Gráfico 1: Preços – IPCA e meta para a inflação

Fonte: Banco Central do Brasil

É verdade que o aumento de preços é influenciado por eventos imponderáveis como o aumento do preço do petróleo no mercado internacional e o aumento do preço da energia, em virtude da maior crise hídrica em 100 anos no Brasil. Contudo, não se pode ignorar o problema da inflação, seja ele temporário ou permanente. Afinal de contas, a inflação compromete o bem-estar e padrão de vida da população, ao passo que o dinheiro que uma família possui passa a perder poder de compra, ou seja, consegue-se comprar menos bens e serviços com aquela mesma quantidade de dinheiro. Já para as empresas, o descontrole dos preços dificulta suas atividades futuras, pois com um aumento instável de preços perde-se a capacidade de prever os custos de produção ou de determinado investimento. Portanto, reduzindo a propensão do crescimento das empresas e reduzindo a lucratividade dos negócios.

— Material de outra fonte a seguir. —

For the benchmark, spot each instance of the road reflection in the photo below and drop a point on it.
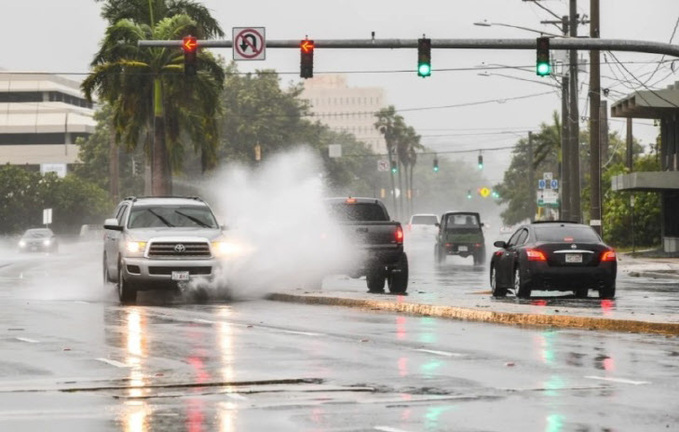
(136, 409)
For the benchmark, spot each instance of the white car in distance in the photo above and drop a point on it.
(423, 226)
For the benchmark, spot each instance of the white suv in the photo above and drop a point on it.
(161, 242)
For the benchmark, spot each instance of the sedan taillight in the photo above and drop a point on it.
(535, 255)
(608, 256)
(398, 234)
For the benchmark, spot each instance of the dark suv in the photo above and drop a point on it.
(460, 233)
(161, 242)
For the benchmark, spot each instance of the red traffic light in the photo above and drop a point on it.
(306, 51)
(307, 46)
(189, 44)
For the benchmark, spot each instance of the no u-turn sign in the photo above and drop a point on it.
(249, 43)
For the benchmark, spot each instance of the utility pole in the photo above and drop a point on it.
(629, 158)
(531, 177)
(565, 201)
(595, 219)
(574, 118)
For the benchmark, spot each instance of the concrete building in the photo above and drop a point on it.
(664, 106)
(346, 109)
(41, 116)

Não é por acaso que a inflação é uma das principais causas de revoltas e protestos ao redor do mundo. Desde protestos de alguns setores da sociedade até revoluções políticas foram causadas por períodos de alta da inflação. Na Alemanha após a Primeira Guerra Mundial, por exemplo, o país precisou lidar com uma hiperinflação. Suas implicações econômicas e sociais foram um dos fatores fundamentais para a ascensão do nazismo naquele país. No Brasil, a inflação elevada também já causou situações graves. Durante o Plano Cruzado, por exemplo, parte da população e da classe política implementaram uma narrativa política antiempresarial e antieconômica, que visava estigmatizar todos os empresários e figuras publicas que defendessem o livre funcionamento da economia. Chegou-se a criar a figura dos “Fiscais do Sarney”, consumidores que ficavam fiscalizando os preços nos mercados e denunciando os empreendimentos que aumentassem o preço de seus produtos – nada muito diferente do que ocorre na Venezuela bolivariana. Hoje, o aumento do preço dos combustíveis, por exemplo, já está fazendo com que líderes dos caminhoneiros organizem uma greve no próximo dia 25.

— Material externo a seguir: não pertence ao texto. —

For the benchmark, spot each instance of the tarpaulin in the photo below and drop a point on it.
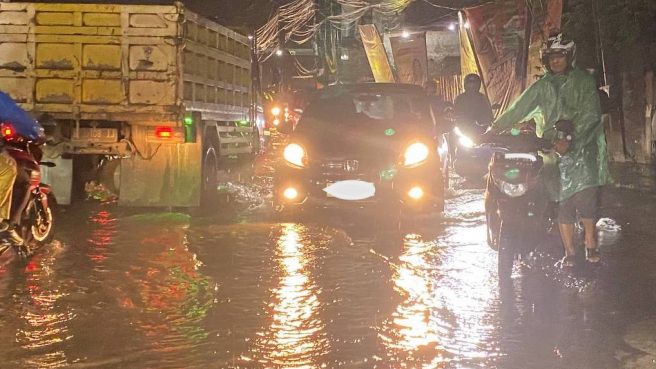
(411, 58)
(545, 19)
(375, 50)
(499, 32)
(22, 122)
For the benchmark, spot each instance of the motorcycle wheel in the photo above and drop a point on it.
(506, 257)
(40, 223)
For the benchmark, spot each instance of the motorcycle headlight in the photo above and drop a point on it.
(415, 154)
(510, 189)
(462, 138)
(295, 154)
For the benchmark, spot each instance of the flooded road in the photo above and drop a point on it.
(123, 288)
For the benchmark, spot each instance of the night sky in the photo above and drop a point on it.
(250, 14)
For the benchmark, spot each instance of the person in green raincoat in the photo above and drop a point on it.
(567, 93)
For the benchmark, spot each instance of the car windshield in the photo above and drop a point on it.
(369, 107)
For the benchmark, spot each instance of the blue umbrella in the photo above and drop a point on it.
(22, 122)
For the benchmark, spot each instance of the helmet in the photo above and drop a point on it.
(558, 44)
(473, 81)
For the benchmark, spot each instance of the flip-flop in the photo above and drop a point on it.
(592, 255)
(568, 262)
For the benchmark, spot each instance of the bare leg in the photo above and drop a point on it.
(567, 235)
(591, 240)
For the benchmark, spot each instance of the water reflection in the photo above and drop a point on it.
(295, 337)
(411, 335)
(43, 325)
(448, 311)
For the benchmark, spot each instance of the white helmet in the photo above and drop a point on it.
(557, 44)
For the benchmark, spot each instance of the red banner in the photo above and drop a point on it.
(545, 19)
(499, 34)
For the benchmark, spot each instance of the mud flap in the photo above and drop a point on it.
(164, 174)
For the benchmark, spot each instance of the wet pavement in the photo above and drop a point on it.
(129, 288)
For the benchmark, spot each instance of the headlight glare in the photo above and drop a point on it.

Diante de um cenário de crise econômica e aumento da inflação o governo passa a lidar com diversos dilemas. O principal desses dilemas é como promover o crescimento econômico do país, sem causar desequilíbrios econômicos. Afinal de contas, com milhões de brasileiros vivendo em uma situação de vulnerabilidade social torna-se imprescindível a concessão de auxílios para esta parcela da população. Com milhares de empresas afetadas pelas medidas de restrição a atividade econômica também é importante que se provenha recursos para estas empresas superarem a pandemia. Contudo, o aumento do gasto público, necessário para realizar estas medidas, ocasiona problemas: a percepção de risco-país aumenta, a moeda se deprecia, e a inflação sobe.

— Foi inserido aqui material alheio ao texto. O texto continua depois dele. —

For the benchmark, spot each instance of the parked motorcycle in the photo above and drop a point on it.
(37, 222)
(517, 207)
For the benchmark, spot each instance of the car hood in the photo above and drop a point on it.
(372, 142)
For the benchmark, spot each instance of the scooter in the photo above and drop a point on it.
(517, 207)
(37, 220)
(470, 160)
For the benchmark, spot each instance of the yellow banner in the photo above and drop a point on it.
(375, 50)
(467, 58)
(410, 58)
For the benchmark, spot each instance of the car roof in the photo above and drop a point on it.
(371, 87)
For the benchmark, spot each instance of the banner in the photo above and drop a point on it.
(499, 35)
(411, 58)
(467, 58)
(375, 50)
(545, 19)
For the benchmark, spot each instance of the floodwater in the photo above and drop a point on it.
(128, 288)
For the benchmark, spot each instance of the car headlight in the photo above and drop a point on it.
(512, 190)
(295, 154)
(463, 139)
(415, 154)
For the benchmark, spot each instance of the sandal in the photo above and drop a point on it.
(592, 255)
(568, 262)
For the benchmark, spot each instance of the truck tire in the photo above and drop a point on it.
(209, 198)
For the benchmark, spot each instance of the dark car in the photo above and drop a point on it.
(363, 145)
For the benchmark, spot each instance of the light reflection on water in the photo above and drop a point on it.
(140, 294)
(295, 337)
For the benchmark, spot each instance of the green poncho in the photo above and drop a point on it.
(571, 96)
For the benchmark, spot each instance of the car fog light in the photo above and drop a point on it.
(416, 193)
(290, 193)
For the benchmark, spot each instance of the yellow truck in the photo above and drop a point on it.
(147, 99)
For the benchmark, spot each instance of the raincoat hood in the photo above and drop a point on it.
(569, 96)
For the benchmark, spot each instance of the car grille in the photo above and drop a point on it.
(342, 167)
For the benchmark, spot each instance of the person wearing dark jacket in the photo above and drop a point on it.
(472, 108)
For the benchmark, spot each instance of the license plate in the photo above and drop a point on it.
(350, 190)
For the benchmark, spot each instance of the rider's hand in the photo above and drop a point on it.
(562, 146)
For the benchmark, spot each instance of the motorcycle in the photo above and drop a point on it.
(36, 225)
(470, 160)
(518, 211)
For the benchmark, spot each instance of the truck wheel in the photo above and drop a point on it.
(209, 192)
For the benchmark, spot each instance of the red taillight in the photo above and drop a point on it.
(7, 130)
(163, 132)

Em um momento extraordinário da história, como estamos vivendo hoje, medidas corajosas precisam ser tomadas. Estas medidas extraordinárias não devem estar sujeitas nem ao populismo econômico, nem a deterioração da segurança jurídica do país. O Brasil, na realidade, precisa de liberdade econômica e de uma reestruturação do Estado. Reduzir os privilégios da elite do funcionalismo público e permitir o desenvolvimento do setor produtivo do país são os únicos caminhos para que o Brasil possa crescer e o Estado consiga garantir serviços públicos de qualidade e assistir prudentemente a sociedade em crises como a COVID-19, sem gerar grandes desequilíbrios econômicos.

Enquanto isso, o populismo econômico deve ser afastado e o Banco Central deve agir para cumprir seu mandato de estabilidade de preços. Aumentar os juros, para reduzir as taxas de inflação é uma medida crucial para preservar a credibilidade da autoridade monetária e, consequentemente, a preservação do poder de compra da moeda. Apenas um país com uma política econômica crível pode conquistar a confiança da sociedade. O controle dos preços é o principal mecanismo para garantir a confiança da população na moeda e evitar que as pessoas, especialmente os mais pobres, que não tem acesso a instrumentos financeiros que preservem o poder de compra de seus recursos, tenham sua dignidade vilipendiada pela inflação.